District energy is a key component of TransformTO, Toronto’s climate action plan, to reduce emissions from buildings and help the City reach its net zero by 2040 target. Buildings currently generate about half of the GHG emissions in Toronto.

What is a District Energy System?

District energy systems, also called low-carbon thermal energy networks, are systems that distribute thermal energy to multiple buildings in an area or neighbourhood.
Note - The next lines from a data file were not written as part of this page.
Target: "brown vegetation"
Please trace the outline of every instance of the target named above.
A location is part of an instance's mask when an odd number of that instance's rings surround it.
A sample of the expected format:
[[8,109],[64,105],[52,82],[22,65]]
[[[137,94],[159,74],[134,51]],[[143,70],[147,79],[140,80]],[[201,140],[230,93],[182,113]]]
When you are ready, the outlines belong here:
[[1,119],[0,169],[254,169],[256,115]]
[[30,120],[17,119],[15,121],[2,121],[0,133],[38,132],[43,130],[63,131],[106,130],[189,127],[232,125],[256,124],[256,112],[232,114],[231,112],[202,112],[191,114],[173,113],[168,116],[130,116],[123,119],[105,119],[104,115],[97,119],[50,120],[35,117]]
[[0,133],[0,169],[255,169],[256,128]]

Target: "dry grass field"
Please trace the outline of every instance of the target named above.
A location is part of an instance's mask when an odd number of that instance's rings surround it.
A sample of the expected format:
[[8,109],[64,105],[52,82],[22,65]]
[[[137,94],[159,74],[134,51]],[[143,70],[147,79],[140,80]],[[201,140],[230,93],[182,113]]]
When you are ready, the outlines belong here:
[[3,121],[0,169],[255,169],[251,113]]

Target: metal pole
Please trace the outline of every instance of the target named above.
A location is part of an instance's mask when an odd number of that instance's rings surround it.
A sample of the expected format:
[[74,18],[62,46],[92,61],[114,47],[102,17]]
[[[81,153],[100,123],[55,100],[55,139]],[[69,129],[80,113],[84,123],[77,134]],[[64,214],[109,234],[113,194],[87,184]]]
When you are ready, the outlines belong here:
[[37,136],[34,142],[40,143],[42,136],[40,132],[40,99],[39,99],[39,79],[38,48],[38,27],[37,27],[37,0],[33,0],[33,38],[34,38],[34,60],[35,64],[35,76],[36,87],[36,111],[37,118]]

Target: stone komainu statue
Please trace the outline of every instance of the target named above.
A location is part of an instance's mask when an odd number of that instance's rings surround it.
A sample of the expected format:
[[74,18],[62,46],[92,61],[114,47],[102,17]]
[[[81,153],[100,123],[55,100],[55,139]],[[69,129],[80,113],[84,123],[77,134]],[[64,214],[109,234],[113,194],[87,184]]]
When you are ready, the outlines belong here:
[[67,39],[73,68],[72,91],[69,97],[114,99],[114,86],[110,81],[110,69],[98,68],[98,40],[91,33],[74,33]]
These systems typically consist of a heating and cooling centre, and a thermal network of pipes connected to a group of buildings.

Key Benefits

In addition to reducing greenhouse gas emissions and improving energy resilience, District Energy Systems:

  • Deliver economies of scale, allowing large emissions reductions at a lower cost than individual building systems.
  • Enable the use of less carbon-intensive fuel sources, such as solar thermal, sewer heat, biogas, cold lake water, biomass and ground heat, and integrate them at an energy centre with virtually no impact on the connected buildings.
  • Attract private investment and support local economic development.
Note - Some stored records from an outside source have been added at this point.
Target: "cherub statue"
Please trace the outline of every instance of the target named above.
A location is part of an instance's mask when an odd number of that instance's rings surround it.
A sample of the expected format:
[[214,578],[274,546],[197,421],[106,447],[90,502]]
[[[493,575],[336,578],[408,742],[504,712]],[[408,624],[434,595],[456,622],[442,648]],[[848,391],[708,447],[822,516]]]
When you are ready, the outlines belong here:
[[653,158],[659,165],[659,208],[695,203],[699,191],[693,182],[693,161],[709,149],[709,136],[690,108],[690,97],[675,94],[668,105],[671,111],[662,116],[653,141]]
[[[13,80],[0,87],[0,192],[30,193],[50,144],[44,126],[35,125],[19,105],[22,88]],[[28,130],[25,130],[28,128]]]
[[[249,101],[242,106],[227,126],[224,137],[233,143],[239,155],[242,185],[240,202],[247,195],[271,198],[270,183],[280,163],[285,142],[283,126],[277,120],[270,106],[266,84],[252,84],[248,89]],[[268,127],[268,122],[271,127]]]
Existing Systems in Toronto

  • University of Toronto: Operating since 1912, the University of Toronto system serves most of the campus.
  • York University Keele Campus: Operating since the 1960s.
  • Enwave: Consists of a steam system and a Deep Lake Water Cooling System that uses water from Lake Ontario to provide cooling to over 80 buildings including critical care facilities, government buildings, data centers, universities, and commercial and residential towers, within the Toronto’s downtown core.
  • Regent Park: The redeveloped thermal network will eventually heat, cool, and provide electricity to more than 50 buildings.